I do have one with short leaves but then the width is much greater than typical armeniacum. 
The scent is similar to hangianum. All the hanginaum primary hybrids I have bloomed share this same base scent. The best smelling one has been Shun-Fa Golden (hangianum x malipoense) where sweet citrus tone is very much pronouced. I guess that comes from malipoense influence.


----------



## Guldal (Mar 11, 2022)

Happypaphy7 said:


> Paphiopedilum Wössner China Moon (hangianum x armeniacum) has to be among my favorites!


Happy, you have so convincingly argued the case for this cross, that you have lead me into temptation and further down the slipper(y) slope. As I'm so very tired of not having any success with flowering my pure armeniacum, I thought 'what the heck', let me try my luck with this very beautifull hybrid.
I've bought a well established young plant - hopefully I will be able to keep it alive untill flowering (and beyond, of course!). 
If it turns out like anything close to your splendiferous clone, I'll count myself a very happy man!  
(Whilst slipping, I also got myself a young plant of respectively Norito Hasegawa and Shun-Fa-Golden).


----------



## monocotman (Mar 11, 2022)

Stunning!
it’s got to be one of the best parvi crosses,
David


----------



## LO69 (Mar 11, 2022)

It seems as many of us love yellow flowers and I add myself to the list. 
Your China Moon Is just beautiful.
Still waiting for mine (China and Norito) to bloom for the first time in my GH hope very soon!


----------



## Happypaphy7 (Mar 11, 2022)

Guldal said:


> Happy, you have so convincingly argued the case for this cross, that you have lead me into temptation and further down the slipper(y) slope.
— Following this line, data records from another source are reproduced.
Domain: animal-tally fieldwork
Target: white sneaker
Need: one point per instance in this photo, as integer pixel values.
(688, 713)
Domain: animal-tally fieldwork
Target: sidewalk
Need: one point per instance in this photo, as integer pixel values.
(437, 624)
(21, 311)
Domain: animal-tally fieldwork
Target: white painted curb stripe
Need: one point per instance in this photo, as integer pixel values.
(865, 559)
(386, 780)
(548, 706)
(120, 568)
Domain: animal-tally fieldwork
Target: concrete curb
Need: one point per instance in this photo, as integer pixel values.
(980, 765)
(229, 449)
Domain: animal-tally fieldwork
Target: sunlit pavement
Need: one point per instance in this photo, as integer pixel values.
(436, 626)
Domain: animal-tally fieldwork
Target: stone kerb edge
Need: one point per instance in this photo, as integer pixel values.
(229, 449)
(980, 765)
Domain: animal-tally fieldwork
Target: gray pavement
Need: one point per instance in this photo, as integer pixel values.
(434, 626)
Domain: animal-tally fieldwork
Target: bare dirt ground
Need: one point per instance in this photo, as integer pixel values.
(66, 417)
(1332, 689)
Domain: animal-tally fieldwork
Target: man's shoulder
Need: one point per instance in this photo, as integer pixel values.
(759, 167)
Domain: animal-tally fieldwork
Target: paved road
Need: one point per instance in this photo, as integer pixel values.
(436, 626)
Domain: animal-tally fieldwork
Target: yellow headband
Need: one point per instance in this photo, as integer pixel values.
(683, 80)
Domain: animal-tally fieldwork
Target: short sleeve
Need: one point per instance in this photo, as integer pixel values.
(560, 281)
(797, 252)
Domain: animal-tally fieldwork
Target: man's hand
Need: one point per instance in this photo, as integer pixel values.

As I'm so very tired of not having any success with flowering my pure armeniacum, I thought 'what the heck', let me try my luck with this very beautifull hybrid.
> I've bought a well established young plant - hopefully I will be able to keep it alive untill flowering (and beyond, of course!).
> If it turns out like anything close to your splendiferous clone, I'll count myself a very happy man!
> (Whilst slipping, I also got myself a young plant of respectively Norito Hasegawa and Shun-Fa-Golden).


Welcome to the other side! haha just kidding.
I have to say this cross and (hangianum x leucochilum) have to be among my favorites. 
The parents involved blend so well in these hybrids and the good progenies look so appealing to me. And they grow and bloom much better than the parents. Well, at least the handful that I have tried so far. 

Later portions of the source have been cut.